Thousands of others were not as lucky. Sachini turns away, trying to hide the tears pouring down her chin. But continues.
– When the water went away, I went out on the fields. All the houses were gone and there were dead people everywhere. My friend Dilani was one of them.
The tsunami 2004 took 30,000 people’s lives in Sri Lanka. 1.5 million people were forced to leave their homes. Here on the south coast and on the east coast, the devastation was the greatest. Square miles of farmland were destroyed. Cholera broke out. Many turned to drugs and alcohol for answers. The tsunami stunned Sri Lanka, and far from everyone has recovered.
We Effect made a special effort to help with the reconstruction of Sri Lanka. Among other things, We Effect supported Dehigahalanda Fisheries Cooperative Society. The fishing cooperative helped hundreds of people to get an income – and thus have their own resources to build a new house, afford to pay the children’s schooling and put food on the table.
– We had to work together after the tsunami. That’s how we could survive and rebuild our society again. We are stronger now but will always be sad. We will always remember those who died, Sachini explains.
We Effect also helped with the construction of an assembly hall. Here, members of the cooperative can take training courses in bookkeeping, leadership, and gender equality. The house also offers shelter during storms.
It is in this stable house, a few hundred meters from the sea, Sachini and I meet.
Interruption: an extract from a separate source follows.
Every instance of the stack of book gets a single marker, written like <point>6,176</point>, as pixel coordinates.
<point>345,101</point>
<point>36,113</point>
– I grew up in here more or less, my mother was very active in the cooperative and when she was in trainings and meetings I played in the room next door, says Sachini.
She looks away. Her nightmare did not end with the tsunami.
Three years ago her mother passed. When things could not get any worse for Sachini, her dad left her to live with another woman. She was all alone, but the cooperative gave her support. She was offered to take over her mother’s membership.
– I am a member and responsible for the youth section. I want more young people to become members of the cooperative, it makes us stronger and is a place where women can take place and gain knowledge.